A mountain three stories tall and covered with wildlife rises in the distance. Trees flame in autumn reds and yellows. Trout swim in a pond at the foot of a cascading stream. Beyond the mountain, in filtered sunlight, a yellow float plane arcs through the sky.
Directly in front of Castillo, 15 geese appear to be headed for a landing. To the right, a bull moose is frozen in a grazing posture, its mouth biting down on grass. Below and beyond, 390 game animals, elephant to hammerhead, seem to gaze back at the humans who gaze at them. In the distance, not one but two shooting galleries add a carnival feel to the scene — plus an archery range for those who want to tune up for deer season.
Oh yes, there's a store down there too. That's the point after all, and it cannot be missed.

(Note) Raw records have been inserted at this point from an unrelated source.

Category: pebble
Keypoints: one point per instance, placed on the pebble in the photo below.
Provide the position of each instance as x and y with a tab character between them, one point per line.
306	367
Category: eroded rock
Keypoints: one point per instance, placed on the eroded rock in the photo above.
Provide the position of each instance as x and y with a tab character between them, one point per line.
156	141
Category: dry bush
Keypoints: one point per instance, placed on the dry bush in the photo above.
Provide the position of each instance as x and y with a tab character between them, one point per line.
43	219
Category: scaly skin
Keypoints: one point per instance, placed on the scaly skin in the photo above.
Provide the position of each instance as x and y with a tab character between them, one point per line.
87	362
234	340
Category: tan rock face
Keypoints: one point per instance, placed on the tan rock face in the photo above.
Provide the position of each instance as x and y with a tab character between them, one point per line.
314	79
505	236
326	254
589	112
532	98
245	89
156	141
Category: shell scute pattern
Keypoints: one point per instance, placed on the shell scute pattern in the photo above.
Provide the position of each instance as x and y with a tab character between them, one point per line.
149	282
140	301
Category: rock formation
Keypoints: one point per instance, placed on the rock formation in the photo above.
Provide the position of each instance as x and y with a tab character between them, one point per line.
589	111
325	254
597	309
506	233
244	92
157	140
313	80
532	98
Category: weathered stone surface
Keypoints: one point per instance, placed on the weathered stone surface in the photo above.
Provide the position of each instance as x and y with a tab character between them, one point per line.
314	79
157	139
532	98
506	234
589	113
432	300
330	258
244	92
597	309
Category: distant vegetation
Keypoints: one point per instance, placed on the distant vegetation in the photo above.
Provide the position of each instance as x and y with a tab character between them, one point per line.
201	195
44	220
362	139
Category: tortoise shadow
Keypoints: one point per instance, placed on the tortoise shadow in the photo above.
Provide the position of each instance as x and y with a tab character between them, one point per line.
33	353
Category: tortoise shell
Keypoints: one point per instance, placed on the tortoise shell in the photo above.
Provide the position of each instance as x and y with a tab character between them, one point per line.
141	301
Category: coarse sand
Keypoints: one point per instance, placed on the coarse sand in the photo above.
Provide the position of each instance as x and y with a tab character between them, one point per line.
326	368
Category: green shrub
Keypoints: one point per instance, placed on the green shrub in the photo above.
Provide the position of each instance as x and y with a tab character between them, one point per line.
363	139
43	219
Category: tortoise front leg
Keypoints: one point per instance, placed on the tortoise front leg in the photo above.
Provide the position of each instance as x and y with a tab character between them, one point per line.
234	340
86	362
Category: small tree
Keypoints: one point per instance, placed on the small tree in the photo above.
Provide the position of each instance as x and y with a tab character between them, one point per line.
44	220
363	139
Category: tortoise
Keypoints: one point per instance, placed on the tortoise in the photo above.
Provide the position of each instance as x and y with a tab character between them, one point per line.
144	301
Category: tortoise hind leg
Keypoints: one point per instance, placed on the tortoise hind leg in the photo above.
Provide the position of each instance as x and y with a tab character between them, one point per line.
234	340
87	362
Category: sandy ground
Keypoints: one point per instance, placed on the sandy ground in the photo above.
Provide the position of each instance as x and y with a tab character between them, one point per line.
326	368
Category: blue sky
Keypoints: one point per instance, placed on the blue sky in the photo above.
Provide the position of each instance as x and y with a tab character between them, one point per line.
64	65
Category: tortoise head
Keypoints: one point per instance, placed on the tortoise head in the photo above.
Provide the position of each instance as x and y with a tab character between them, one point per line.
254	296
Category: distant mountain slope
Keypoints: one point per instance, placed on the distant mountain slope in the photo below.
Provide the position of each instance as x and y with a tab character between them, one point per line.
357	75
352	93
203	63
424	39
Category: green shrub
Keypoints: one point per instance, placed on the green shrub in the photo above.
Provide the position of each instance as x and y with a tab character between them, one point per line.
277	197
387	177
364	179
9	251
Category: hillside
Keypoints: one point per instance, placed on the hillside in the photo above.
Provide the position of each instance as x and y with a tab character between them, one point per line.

More than three football fields of retail acreage — 185,000 square feet — sprawl across a prairie-sized main floor with a smaller balcony yonder, and a circus-sized tent outside for sale items. On the right, guns sprout forest-like from hundreds of feet of casements. To the left, more water — aquariums totaling 55,000 gallons with an array of live game fish, most notably a surfboard-sized musky with a glower on its face — and enough lures, flies, artificial worms and bait to get a rise out of everything that swims in Minnesota's 10,000 lakes.
This is Cabela's.
And this is Cabela's multimillion-dollar vision of the future of the outdoors.
Looming alongside Interstate 94 west of Minneapolis in the fashion of a stone-and-log national park lodge, only on a scale of acres rather than square feet, this store, barely a month old, is the latest in a new breed of gigantic entertainment trading posts to sprout up in the U.S. — a trend that flies in the face of the popular belief that ours is becoming a virtual world of commerce via the Web.
A 44-year-old catalog company for hunters, fishermen and campers, Cabela's — and its arch rival, Bass Pro Shops — are filling in the map of the United States with Boone and Crockett-size "destination" retail emporiums. Shop, play, hang out, gawk, go shootin' if you wish, have lunch and maybe learn a thing or two — and never get your boots muddy.
The great outdoors, we might say, is coming to an indoors location near you.
THE mountain men called them their "possibles" — the essential possessions that make outdoor pursuits possible.
If we recall that interval of history, we remember that the early 19th century mountain men and the Native Americans who befriended them ventured out of the woods periodically to gather at a rendezvous for the purpose of trading: their outdoor labors — furs, pelts, food — for outdoor gear. It was a rollicking time, and few wanted to miss it.
Today, the circle of time has closed back on the past. Once again the trade in possibles has become a spectacle to draw people from afar. The rendezvous has returned, 21st century style.
"On any given day, half our customers come from farther than 100 miles away some from around the country and some from around the world," Castillo explains. "The average visit lasts about four hours."
Of course, what's possible these days in terms of possibles is something else again. And there's nothing like a visit to Cabela's to remind one of the industriousness, the breathtaking inventiveness, the sheer wackiness of our culture.